Joly fece stampare il libello in Belgio e cercò di reintrodurlo illegalmente in Francia, dove era proibito criticare la monarchia. La polizia sequestrò un gran numero di copie e l’opera fu proibita. Joly, individuato come l’autore, fu processato il 25 aprile 1865 e condannato a quindici mesi di prigione. Nel 1868 Hermann Goedsche, un antisemita tedesco, pubblica con lo pseudonimo di Sir John Retcliffe un’opera dal titolo Biarritz nella quale riporta i dialoghi di Joly. Goedsche era un impiegato postale licenziato per aver falsificato nel 1849 delle prove nel processo del progressista Benedikt Waldeck. Nel capitolo del libro Il cimitero ebraico di Praga e il Consiglio dei rappresentanti delle Dodici Tribù di Israele, Goedsche immagina un’assemblea segreta di rabbini, che si riuniscono ogni 100 anni, con lo scopo di pianificare la cospirazione giudaica.

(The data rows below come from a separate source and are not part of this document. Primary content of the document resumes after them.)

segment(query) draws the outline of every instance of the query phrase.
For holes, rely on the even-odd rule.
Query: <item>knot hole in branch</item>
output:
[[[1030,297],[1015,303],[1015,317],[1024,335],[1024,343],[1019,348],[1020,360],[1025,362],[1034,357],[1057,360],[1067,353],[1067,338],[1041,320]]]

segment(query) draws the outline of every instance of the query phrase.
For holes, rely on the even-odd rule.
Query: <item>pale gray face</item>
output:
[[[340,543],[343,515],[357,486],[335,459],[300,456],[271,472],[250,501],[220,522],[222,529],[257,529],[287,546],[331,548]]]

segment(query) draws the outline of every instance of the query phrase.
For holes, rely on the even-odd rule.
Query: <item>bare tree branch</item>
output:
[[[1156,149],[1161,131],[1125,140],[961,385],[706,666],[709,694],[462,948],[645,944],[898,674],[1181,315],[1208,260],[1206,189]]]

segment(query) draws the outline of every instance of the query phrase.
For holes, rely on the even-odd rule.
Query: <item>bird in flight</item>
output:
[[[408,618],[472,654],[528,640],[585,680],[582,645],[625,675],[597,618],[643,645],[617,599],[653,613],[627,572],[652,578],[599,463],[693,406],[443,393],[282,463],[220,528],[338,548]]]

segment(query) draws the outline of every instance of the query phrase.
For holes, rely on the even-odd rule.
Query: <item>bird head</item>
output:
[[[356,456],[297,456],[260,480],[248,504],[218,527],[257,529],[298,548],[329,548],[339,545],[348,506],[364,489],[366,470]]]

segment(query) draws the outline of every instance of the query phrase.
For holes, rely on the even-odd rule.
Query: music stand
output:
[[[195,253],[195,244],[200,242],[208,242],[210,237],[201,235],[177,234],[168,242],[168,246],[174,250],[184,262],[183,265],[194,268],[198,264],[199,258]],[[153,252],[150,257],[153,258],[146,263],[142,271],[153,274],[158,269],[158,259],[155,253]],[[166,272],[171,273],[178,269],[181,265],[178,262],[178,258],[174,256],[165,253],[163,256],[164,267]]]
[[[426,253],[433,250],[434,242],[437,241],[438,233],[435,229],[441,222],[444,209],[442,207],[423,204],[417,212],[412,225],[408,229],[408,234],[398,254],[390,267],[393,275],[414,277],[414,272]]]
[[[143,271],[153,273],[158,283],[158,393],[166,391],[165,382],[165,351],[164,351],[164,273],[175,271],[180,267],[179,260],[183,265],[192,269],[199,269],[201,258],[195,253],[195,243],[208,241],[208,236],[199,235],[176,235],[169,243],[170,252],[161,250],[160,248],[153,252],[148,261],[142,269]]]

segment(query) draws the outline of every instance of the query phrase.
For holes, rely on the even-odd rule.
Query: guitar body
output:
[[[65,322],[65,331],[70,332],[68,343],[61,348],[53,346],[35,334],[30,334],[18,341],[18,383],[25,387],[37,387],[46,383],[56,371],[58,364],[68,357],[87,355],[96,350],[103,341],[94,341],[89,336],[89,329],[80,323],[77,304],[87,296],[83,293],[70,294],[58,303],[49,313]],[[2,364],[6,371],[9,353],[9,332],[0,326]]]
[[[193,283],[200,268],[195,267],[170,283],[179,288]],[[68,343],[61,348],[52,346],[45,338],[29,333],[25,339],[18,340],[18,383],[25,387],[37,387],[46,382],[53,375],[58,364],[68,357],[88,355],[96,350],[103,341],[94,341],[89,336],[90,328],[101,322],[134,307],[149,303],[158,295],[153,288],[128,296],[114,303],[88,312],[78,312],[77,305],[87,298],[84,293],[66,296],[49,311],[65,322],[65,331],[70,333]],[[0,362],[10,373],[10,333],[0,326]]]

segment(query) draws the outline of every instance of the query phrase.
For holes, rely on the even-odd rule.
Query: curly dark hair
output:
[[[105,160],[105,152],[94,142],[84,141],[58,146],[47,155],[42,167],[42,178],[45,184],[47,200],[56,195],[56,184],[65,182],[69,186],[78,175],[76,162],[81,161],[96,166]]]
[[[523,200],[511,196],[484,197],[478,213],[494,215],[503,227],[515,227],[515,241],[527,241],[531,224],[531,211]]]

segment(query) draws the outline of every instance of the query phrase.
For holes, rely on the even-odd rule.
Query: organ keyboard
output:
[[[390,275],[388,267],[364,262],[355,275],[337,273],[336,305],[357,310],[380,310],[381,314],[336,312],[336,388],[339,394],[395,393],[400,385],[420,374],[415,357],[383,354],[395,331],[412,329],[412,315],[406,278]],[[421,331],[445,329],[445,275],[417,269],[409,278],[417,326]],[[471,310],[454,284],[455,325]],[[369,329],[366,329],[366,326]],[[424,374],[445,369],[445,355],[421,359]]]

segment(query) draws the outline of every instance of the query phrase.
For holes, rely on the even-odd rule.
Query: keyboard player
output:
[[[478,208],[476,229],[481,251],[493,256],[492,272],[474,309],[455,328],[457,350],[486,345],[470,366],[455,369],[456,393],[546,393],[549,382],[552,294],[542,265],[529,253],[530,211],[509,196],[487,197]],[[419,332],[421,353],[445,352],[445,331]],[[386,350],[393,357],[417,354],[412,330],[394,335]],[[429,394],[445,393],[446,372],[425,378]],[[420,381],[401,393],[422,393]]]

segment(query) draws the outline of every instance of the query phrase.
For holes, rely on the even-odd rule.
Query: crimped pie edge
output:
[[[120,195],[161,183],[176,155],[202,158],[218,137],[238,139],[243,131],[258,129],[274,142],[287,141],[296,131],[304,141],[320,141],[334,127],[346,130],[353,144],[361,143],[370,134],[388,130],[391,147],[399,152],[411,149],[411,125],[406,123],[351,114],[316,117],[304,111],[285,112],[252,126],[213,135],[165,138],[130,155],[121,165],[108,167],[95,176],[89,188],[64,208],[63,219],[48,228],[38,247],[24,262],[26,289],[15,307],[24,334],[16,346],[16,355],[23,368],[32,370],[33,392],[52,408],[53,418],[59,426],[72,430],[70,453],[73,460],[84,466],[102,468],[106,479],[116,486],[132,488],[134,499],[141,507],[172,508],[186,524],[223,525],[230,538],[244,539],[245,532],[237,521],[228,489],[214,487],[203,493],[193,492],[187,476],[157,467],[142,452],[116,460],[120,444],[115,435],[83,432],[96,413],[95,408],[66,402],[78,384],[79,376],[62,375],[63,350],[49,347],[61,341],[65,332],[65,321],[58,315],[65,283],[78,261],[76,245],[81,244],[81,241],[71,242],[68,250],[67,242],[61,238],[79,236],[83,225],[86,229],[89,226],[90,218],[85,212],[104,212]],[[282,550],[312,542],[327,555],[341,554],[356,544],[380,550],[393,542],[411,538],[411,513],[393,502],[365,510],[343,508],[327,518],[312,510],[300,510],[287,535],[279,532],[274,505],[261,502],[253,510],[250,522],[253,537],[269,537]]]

Questo racconto si rifà ad un episodio narrato da Alexandre Dumas padre (nel romanzo Giuseppe Balsamo). Nel racconto di Dumas, Cagliostro e i suoi seguaci mettono in atto una cospirazione che riguarda una collana di diamanti. Il capitolo di Goedsche si conclude con i dialoghi tratti da Joly. Nella seconda metà dell’Ottocento in Russia, in seguito alla pubblicazione del Libro del Kahal di Jacob Brafman, su quotidiani e riviste si diffonde l’idea di un complotto ebraico per la dominazione del mondo ordito da un “kahal” segreto.

Il mito del “kahal” segreto che manovra contro l’Occidente cristiano – i goyim – e in particolare la Russia ortodossa, viene successivamente ripreso in una serie di romanzi di vari autori (al pubblico occidentale perlopiù sconosciuti), che anticipano di almeno un ventennio la pubblicazione dei Protocolli. Tra questi deve essere ricordata la trilogia giudeofobica di successo Žid idet (L’ebreo sta avanzando) di Vsevolod Vladimirovič Krestovskij, pubblicata a puntate sul Russkij Vestnik (Il Messaggero Russo) di Michail Nikiforovič Katkov tra il 1881 e il 1890. Nel secondo capitolo del primo volume di quest’epopea giudeofobica, pubblicato per la prima volta nel 1881 e intitolato Slovo rabbi Ionafana (Il sermone del rabbino Ionafan), l’autore sfrutta il topos ipercollaudato del “cimitero ebraico” in un “originalissimo” “discorso del rabbino”.